Implement error budget to gauge how much time is spent in features and how much in tech debt
From the CI Long polling retro
This comes from the SRE book, the general idea is that we should be tracking an SLA, and we should target at meeting it exactly. This means that if we want to have an SLA of 99.5, if we are under it, 99.4 for ex. we can't introduce new changes that will make things unstable. If you are above it you can introduce breaking change because you have error budget left.
So far so good and makes sense, but then this book introduces another concept that is quite interesting: this error budget has to be spent, this means that while you are over your SLA you can make changes, and you have room to deliver new features and whatever makes sense, but also that in case you are still over your SLA you need to induce an outage to avoid people assuming that systems will be 100% available. You have to meet your SLA from both directions either unintentionally or intentionally.
When the error budget is depleted, your team needs to work on preventing failure so you can meet your SLA in the next cycle.
Since we are moving into a culture where teams own their own services the impact of this error budget could be huge.
For example, forcing the filesystem to fail and going away will force the rest of the systems to evolve and be able of surviving such a failure, same for the DB, same for git, same for sidekiq. This will force the whole application to degrade gracefully.
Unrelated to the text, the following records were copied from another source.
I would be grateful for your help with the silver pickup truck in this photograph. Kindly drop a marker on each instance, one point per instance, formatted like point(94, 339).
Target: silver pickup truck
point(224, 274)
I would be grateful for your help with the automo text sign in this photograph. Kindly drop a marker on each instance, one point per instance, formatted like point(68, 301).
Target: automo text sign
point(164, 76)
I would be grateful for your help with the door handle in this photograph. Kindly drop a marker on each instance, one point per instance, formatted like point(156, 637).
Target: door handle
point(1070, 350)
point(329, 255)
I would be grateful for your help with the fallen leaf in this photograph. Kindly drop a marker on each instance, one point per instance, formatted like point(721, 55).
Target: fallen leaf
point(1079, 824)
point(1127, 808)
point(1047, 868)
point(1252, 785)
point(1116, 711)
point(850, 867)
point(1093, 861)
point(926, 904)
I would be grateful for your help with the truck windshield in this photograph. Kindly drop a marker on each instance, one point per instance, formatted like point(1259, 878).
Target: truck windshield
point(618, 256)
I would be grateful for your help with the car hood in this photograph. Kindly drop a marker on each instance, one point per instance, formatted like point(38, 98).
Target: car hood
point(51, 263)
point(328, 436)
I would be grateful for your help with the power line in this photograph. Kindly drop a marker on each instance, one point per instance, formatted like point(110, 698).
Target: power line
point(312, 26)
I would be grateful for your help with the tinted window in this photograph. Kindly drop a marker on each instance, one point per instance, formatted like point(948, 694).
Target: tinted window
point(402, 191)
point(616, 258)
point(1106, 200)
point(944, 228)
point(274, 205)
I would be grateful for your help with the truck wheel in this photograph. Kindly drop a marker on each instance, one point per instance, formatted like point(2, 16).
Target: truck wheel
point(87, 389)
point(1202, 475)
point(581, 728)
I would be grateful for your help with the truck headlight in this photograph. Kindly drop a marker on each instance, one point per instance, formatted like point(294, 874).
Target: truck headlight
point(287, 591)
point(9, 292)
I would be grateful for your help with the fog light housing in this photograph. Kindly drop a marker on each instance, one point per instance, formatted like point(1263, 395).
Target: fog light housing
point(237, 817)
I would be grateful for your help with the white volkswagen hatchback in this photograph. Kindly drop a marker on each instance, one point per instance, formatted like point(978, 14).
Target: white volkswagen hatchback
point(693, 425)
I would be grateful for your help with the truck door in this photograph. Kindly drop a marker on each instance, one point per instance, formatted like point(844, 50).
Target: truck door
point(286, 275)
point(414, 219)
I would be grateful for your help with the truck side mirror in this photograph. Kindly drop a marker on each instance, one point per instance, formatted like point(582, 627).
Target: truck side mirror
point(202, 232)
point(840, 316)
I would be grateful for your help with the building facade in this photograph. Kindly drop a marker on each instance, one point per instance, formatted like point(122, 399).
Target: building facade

This will be so because the failure of one system will impact the SLA of the other systems: if your system is impacted by the failure of another you lose error budget, so you are forced to work in preventing failure.
This is so because one thing is that the application fails with a 502, and a different thing is that the application replies with text and provides context of why it could not fulfill the request (disks are not available, for ex), in which case you are complying with your SLA because you are degrading your service within the available resources, and you are being explicit about what the problem is, which makes everyone else's life easier.